O mundo em que se passa APENAS UMA CHANCE é dividido entre aquelas poucas pessoas sensíveis-tímidas e a grande massa de medíocres-agressivos. Entre a glamourosa Veneza, que ocupa cerca de 15 minutos de filme, e a cinzenta e industrial Port Talbot, no País de Gales, que fica com os outros 88 minutos. Entre o belcanto da ópera, que faz a trilha incidental, e as cançõezinhas pop que compõem a trilha não diegética. Não é difícil, portanto, conquistar a simpatia da plateia para o lado bom do mundo. A “história real” do garoto gordinho e “esquisito”, que se torna um rapaz nervoso e azarado para só depois de muita dor e hesitação chegar enfim ao estrelato através de um concurso de talentos na TV, é um comboio de lugares-comuns puxado pela locomotiva de um ótimo elenco. Há diálogos espirituosos e um jeitão de grosso-bretanha que sempre diverte, seja em Loach, Frears, Leigh, “Billy Elliot” ou numa diluição geral como essa. É o que quase nos faz perdoar a enxurrada de clichês de tenacidade e bons sentimentos.

O roteiro de O MENINO NO ESPELHO lida com arquétipos das histórias infanto-juvenis, tais como as crianças reunidas numa organização secreta, o menino inventivo, o amigo imaginário, o cachorrinho esperto, o namorico ingênuo e o vilão facilmente identificado. A grande sacada do livro semi-autobiográfico de Fernando Sabino é fazer com que o tal amigo imaginário seja um reflexo do próprio menino, um reflexo que se rebela contra sua condição e quer ocupar o lugar do outro. O filme coloca isso na tela mantendo não só a ambientação nos anos 1930, como também uma certa singeleza que supõe associada àquela época. O efeito, porém, é mais diluidor que sugestivo. A impressão de defasagem com o contemporâneo se agrava pelo déficit de ritmo, de carisma nos atores e de um melhor “preenchimento” da encenação. Muitas cenas acabam parecidas com aqueles desenhos animados em que só as linhas essenciais se movem enquanto o resto fica parado. Bem cuidado do ponto de vista cenográfico, fotográfico e musical, o filme no entanto carece de uma energia que o faça atravessar de fato o espelho.
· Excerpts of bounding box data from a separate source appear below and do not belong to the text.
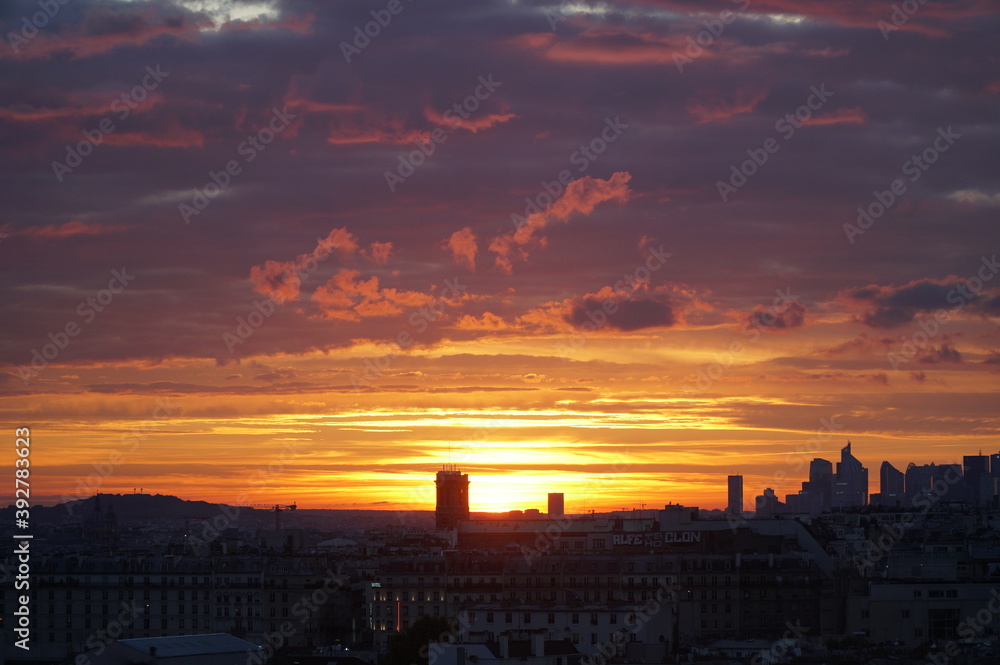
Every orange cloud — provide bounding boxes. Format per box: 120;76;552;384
104;123;205;148
445;226;479;272
452;312;512;332
250;228;358;303
490;171;632;274
424;108;517;134
362;242;392;266
312;268;434;321
802;108;865;125
12;219;128;240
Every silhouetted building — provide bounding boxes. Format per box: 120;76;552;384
83;494;119;549
549;492;566;517
434;465;469;529
962;453;994;506
726;476;743;515
905;462;969;506
833;441;868;508
871;461;906;507
754;487;785;517
804;457;833;513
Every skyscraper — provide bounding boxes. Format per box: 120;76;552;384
726;476;743;515
962;453;993;506
803;457;833;514
872;461;906;506
833;441;868;508
434;464;469;529
549;492;566;517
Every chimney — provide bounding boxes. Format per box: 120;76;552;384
531;633;545;658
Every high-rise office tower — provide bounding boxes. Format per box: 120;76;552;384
549;492;566;517
833;441;868;508
434;464;469;529
726;476;743;515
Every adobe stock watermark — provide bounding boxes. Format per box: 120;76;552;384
683;287;799;394
383;74;503;192
556;245;673;360
672;0;750;74
510;115;629;229
7;0;70;53
340;0;411;64
52;65;170;182
844;125;962;245
886;254;1000;370
875;0;927;41
17;268;135;385
177;106;297;224
715;83;833;202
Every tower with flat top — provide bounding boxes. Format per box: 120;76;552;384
434;464;469;529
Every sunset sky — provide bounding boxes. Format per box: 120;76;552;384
0;0;1000;512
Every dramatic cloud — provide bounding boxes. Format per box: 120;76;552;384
566;297;677;331
490;172;632;274
250;228;360;303
15;220;127;240
0;0;1000;511
312;268;434;321
747;300;806;331
687;87;767;124
445;226;479;272
842;273;1000;329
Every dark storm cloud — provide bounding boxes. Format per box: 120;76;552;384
566;298;677;331
0;0;1000;365
920;343;962;365
844;272;1000;329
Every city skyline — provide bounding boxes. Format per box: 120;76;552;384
0;0;1000;512
17;441;1000;516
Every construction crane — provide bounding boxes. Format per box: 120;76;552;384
271;503;296;531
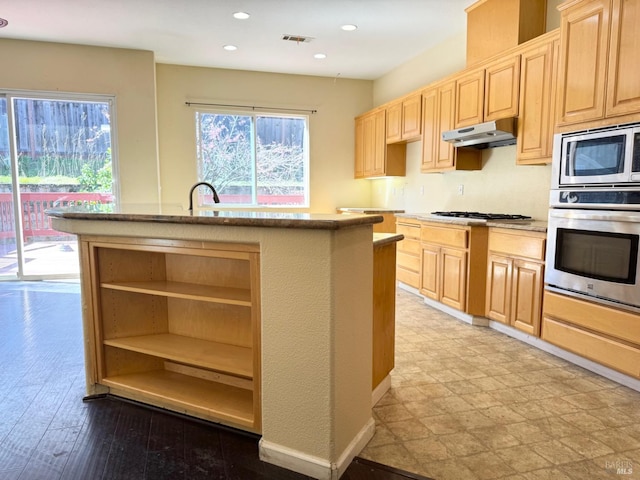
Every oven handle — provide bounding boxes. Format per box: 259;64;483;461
549;208;640;223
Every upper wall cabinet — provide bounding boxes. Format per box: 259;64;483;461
516;30;560;165
387;92;422;143
465;0;547;66
455;55;520;128
558;0;640;130
420;80;482;173
355;108;406;178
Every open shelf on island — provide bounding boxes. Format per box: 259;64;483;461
100;280;251;307
82;237;262;433
104;333;253;379
101;370;254;429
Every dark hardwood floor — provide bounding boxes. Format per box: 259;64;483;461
0;282;432;480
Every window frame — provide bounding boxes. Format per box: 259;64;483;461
194;107;311;209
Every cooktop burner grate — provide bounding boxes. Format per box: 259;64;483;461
431;211;531;220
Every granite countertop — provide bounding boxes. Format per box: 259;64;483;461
338;207;404;214
46;204;384;230
396;213;547;232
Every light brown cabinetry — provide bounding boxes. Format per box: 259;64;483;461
371;235;397;389
396;218;420;289
486;228;546;336
558;0;640;130
465;0;547;66
387;92;422;143
542;291;640;378
420;80;482;173
420;222;487;315
355;108;406;178
516;30;560;165
454;55;520;128
80;236;261;432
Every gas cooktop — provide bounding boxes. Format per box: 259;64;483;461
431;211;531;220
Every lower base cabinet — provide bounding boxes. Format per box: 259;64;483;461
79;236;261;432
486;228;546;337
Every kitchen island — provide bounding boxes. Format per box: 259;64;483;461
48;206;393;478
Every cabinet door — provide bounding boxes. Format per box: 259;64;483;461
486;254;513;324
453;69;484;128
402;93;422;140
355;118;364;178
387;102;402;143
606;0;640;117
420;88;440;172
511;259;543;337
362;114;377;177
516;38;554;164
420;244;440;300
558;0;608;125
484;55;520;122
435;82;456;169
440;248;467;312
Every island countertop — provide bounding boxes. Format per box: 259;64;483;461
46;204;384;230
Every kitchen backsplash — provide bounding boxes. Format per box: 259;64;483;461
371;142;551;220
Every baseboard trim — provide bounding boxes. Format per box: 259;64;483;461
258;418;376;480
420;295;489;327
398;282;640;392
489;320;640;392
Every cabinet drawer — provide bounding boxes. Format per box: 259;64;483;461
544;292;640;345
420;225;469;248
398;238;420;256
396;223;420;238
489;229;546;260
396;267;420;288
542;317;640;378
396;252;420;272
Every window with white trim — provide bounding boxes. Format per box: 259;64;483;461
195;110;309;207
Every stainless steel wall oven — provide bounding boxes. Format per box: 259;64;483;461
545;124;640;312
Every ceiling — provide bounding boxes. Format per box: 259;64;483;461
0;0;475;80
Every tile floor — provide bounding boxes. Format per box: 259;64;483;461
361;290;640;480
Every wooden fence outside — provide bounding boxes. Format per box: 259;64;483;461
0;192;113;241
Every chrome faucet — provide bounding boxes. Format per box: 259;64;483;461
189;182;220;212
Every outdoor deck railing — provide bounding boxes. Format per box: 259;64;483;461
0;192;113;240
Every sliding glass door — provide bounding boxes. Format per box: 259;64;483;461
0;93;114;279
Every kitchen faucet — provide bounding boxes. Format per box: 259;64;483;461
189;182;220;212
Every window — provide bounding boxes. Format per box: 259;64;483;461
196;111;309;207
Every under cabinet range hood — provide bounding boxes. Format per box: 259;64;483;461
442;118;516;149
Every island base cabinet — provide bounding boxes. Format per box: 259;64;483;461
81;237;261;432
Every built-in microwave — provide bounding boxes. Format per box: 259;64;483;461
551;123;640;188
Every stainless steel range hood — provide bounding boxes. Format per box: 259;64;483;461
442;118;516;149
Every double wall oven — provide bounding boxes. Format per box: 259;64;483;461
545;123;640;312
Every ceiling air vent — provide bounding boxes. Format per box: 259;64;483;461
282;35;313;43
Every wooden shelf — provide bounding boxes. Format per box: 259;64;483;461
100;370;255;430
100;280;251;307
104;333;253;379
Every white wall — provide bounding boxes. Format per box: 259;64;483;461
0;39;159;203
371;0;561;220
156;64;373;213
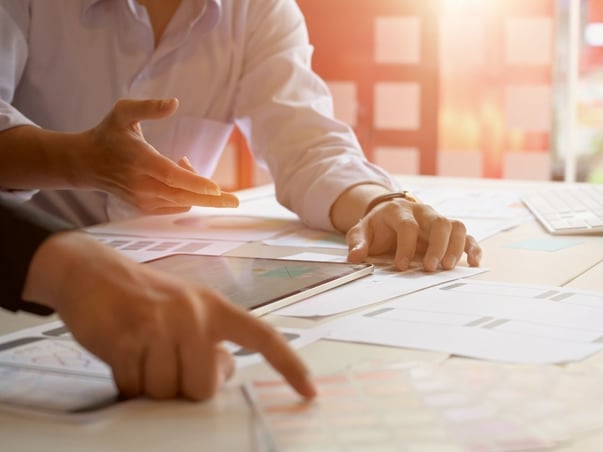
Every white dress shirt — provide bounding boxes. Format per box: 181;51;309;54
0;0;394;229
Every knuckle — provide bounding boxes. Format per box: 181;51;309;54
431;215;452;229
399;217;419;232
451;220;467;235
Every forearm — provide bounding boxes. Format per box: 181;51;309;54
330;184;391;233
0;198;71;314
22;231;89;310
0;125;88;190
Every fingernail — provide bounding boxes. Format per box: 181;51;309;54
442;256;457;268
425;257;440;271
398;257;410;270
302;375;318;399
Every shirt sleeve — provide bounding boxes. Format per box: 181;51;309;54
0;198;73;315
235;0;396;230
0;1;35;131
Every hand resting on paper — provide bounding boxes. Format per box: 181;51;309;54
22;231;315;400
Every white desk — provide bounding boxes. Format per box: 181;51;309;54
0;177;603;452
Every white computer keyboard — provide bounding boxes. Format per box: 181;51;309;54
521;184;603;234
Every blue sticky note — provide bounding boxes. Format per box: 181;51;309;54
507;237;582;252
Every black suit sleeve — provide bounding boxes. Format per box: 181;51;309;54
0;198;73;315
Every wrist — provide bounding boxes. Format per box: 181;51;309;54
22;231;85;311
330;183;391;233
363;190;418;217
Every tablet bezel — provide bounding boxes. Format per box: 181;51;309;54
144;253;374;316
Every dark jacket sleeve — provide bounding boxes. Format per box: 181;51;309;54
0;198;73;315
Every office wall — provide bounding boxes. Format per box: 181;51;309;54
217;0;555;188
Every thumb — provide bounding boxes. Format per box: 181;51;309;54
113;98;178;126
346;223;369;263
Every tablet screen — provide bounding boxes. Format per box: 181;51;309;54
145;254;373;315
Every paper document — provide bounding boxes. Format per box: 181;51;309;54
91;232;244;262
0;321;319;420
275;267;487;317
320;279;603;363
246;360;572;452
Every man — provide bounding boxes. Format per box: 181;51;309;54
0;199;315;400
0;0;481;271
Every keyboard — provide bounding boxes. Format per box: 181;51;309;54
521;184;603;235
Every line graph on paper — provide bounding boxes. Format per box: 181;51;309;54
0;337;111;377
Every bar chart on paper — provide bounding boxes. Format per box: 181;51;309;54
321;280;603;363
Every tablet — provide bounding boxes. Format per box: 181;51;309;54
145;254;373;315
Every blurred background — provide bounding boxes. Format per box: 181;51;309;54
215;0;603;190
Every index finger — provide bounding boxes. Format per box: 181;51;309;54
146;154;221;196
211;302;316;398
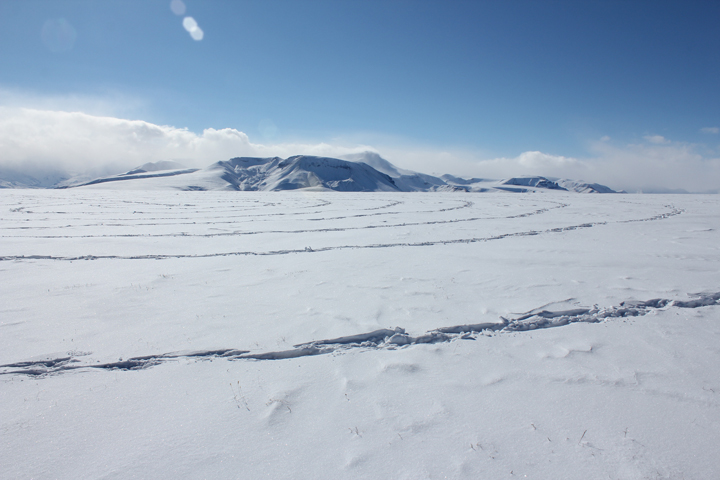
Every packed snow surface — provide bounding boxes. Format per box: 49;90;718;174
0;189;720;479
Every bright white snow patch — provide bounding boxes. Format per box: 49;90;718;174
0;189;720;479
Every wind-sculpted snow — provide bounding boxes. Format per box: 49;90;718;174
0;190;682;262
0;292;720;376
0;191;720;479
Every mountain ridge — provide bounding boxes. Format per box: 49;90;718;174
0;152;618;193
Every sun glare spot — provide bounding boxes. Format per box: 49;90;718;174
170;0;186;15
183;17;205;41
40;18;77;53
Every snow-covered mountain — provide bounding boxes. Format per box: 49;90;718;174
0;152;614;193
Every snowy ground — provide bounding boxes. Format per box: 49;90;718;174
0;189;720;479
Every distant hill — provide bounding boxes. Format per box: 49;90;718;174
0;152;615;193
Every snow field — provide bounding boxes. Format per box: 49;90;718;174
0;190;720;479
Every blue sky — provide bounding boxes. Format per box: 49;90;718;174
0;0;720;191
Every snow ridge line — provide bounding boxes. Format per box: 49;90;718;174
0;197;470;231
0;204;568;238
0;209;683;262
0;292;720;377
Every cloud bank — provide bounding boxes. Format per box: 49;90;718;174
0;107;371;174
0;107;720;192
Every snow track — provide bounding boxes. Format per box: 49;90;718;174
0;192;682;261
0;292;720;376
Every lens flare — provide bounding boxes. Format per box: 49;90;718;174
183;17;205;41
170;0;186;15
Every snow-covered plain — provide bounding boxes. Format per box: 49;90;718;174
0;189;720;479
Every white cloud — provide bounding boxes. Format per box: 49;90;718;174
0;107;371;173
643;135;670;145
0;107;720;191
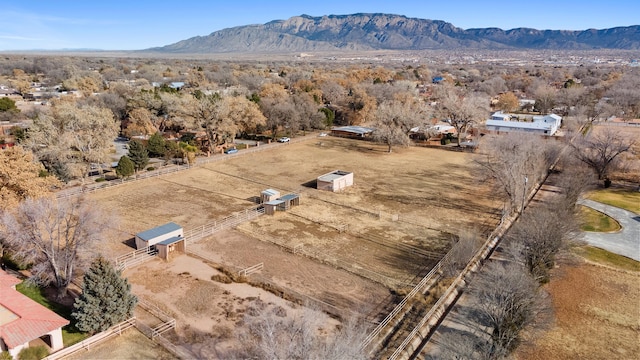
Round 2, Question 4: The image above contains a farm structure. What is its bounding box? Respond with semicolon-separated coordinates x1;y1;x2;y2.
263;194;300;215
317;170;353;192
136;222;184;251
260;189;280;203
331;126;375;139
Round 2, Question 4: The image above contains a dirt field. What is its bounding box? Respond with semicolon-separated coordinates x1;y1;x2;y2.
81;138;501;353
593;125;640;184
67;328;176;360
516;264;640;360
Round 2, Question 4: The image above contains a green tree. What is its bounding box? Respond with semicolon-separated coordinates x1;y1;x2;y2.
0;97;20;112
147;132;167;157
71;257;138;334
128;140;149;171
116;155;136;178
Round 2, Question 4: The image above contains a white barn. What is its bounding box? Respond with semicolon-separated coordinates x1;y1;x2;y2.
485;111;562;136
136;222;184;249
317;170;353;192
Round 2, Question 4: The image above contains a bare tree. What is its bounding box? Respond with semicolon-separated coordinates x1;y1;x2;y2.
571;128;635;184
238;300;368;360
0;198;111;297
469;262;542;359
507;201;577;283
373;100;428;152
436;85;489;146
475;133;557;211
Finalmente consegui ver EDUARDO COUTINHO, 7 DE OUTUBRO, a entrevista que Carlos Nader fez com o mestre das entrevistas. Num pequeno estúdio, cercado da equipe que sempre trabalhou com ele, Coutinho respondeu a perguntas e comentou cenas de filmes seus, algumas escolhidas aleatoriamente por números. A rigor, não há grandes novidades para quem assistia à participação de Coutinho em debates e conversas sobre seu trabalho. Eu, particularmente, só não conhecia sua digressão sobre o caráter erótico da entrevista cara a cara. De resto, a vivacidade do “corpo que fala”, as ênfases sublinhadas por palavrões, seus princípios metodológicos mais conhecidos, as reflexões sempre radicais sobre o trabalho do documentarista, a sombra de amargura que se erguia de suas falas sobre a vida – tudo está ali, concentrado em poucas dezenas de minutos. Mas, para a economia do filme de Nader, achei exagerada a extensão das inserções de cenas de filmes de Coutinho. Minha impressão é de que o documentário ficou devendo mais Coutinho, em lugar de tanta ilustração. Gosto mais quando Nader contradiz as falas do entrevistado com a técnica empregada nos enquadramentos e na montagem do que quando emula o estilo dele, como nas entradas e saídas de cena. Enfim, quem achava que fosse simples conversar com aquele homem diante de uma câmera? Por isso mesmo eu gostaria de rever um dia a gravação que Beth Formaggini fez da minha longa entrevista (seis horas!) com Coutinho em 2003, na sua salinha do Cecip, reproduzida no meu livro sobre ele. Que eu saiba, ela nunca editou.